Documentation
¶
Index ¶
- Constants
- Variables
- func AllowedPriorities(priorityClasses map[string]PriorityClass) []int32
- func PriorityByPriorityClassName(priorityClasses map[string]PriorityClass) map[string]int32
- type ArmadaConfig
- type DatabaseRetentionPolicy
- type EventApiConfig
- type LeaseSettings
- type MetricsConfig
- type NewSchedulerConfig
- type PostgresConfig
- type PreemptionConfig
- type PriorityClass
- type PulsarConfig
- type QueueManagementConfig
- type SchedulingConfig
Constants ¶
View Source
const GangCardinalityAnnotation = "armadaproject.io/gangCardinality"
GangCardinalityAnnotation All jobs in a gang must specify the total number of jobs in the gang via this annotation. The cardinality should be expressed as an integer, e.g., "3".
View Source
const GangIdAnnotation = "armadaproject.io/gangId"

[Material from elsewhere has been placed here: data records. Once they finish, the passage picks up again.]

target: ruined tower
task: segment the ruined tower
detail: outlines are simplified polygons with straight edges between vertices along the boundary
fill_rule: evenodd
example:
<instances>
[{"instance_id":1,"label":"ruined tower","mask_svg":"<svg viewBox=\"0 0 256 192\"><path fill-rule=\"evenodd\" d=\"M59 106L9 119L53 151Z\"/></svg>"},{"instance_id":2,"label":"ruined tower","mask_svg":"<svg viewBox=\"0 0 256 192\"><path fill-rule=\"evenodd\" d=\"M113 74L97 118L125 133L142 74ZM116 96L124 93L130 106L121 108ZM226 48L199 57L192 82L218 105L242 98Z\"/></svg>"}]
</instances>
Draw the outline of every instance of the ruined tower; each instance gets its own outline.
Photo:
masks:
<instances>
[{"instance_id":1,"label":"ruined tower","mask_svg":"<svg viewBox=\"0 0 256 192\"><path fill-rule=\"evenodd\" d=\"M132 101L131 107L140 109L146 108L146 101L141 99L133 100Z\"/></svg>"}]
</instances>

GangIdAnnotation Jobs with equal value for this annotation make up a gang. All jobs in a gang are guaranteed to be scheduled onto the same cluster at the same time.
Variables ¶
View Source
var ArmadaManagedAnnotations = []string{ GangIdAnnotation, GangCardinalityAnnotation, }
Functions ¶
func AllowedPriorities ¶ added in v0.3.50
func AllowedPriorities(priorityClasses map[string]PriorityClass) []int32
func PriorityByPriorityClassName ¶ added in v0.3.50
func PriorityByPriorityClassName(priorityClasses map[string]PriorityClass) map[string]int32
Types ¶
type ArmadaConfig ¶
type ArmadaConfig struct {
Auth authconfig.AuthConfig
GrpcPort uint16
HttpPort uint16
MetricsPort uint16
CorsAllowedOrigins []string
Grpc grpcconfig.GrpcConfig
PriorityHalfTime time.Duration
CancelJobsBatchSize int
Redis redis.UniversalOptions
EventsApiRedis redis.UniversalOptions
Scheduling SchedulingConfig
NewScheduler NewSchedulerConfig
QueueManagement QueueManagementConfig
DatabaseRetention DatabaseRetentionPolicy
Pulsar PulsarConfig
Postgres PostgresConfig // Used for Pulsar submit API deduplication
EventApi EventApiConfig
Metrics MetricsConfig
IgnoreJobSubmitChecks bool // Temporary flag to stop us rejecting jobs on switch over
PulsarSchedulerEnabled bool
ProbabilityOfUsingPulsarScheduler float64
}
type DatabaseRetentionPolicy ¶
type EventApiConfig ¶
type EventApiConfig struct {
Enabled bool
QueryConcurrency int
JobsetCacheSize int
UpdateTopic string
Postgres PostgresConfig
}
type LeaseSettings ¶
type MetricsConfig ¶
type NewSchedulerConfig ¶
type NewSchedulerConfig struct {
Enabled bool
}
NewSchedulerConfig stores config for the new Pulsar-based scheduler. This scheduler will eventually replace the current scheduler.
type PostgresConfig ¶
type PreemptionConfig ¶
type PreemptionConfig struct {
// TODO: We should remove the enabled flag. Disabling it makes no sense now.
// If true, Armada will:
// 1. Validate that submitted pods specify no or a valid priority class.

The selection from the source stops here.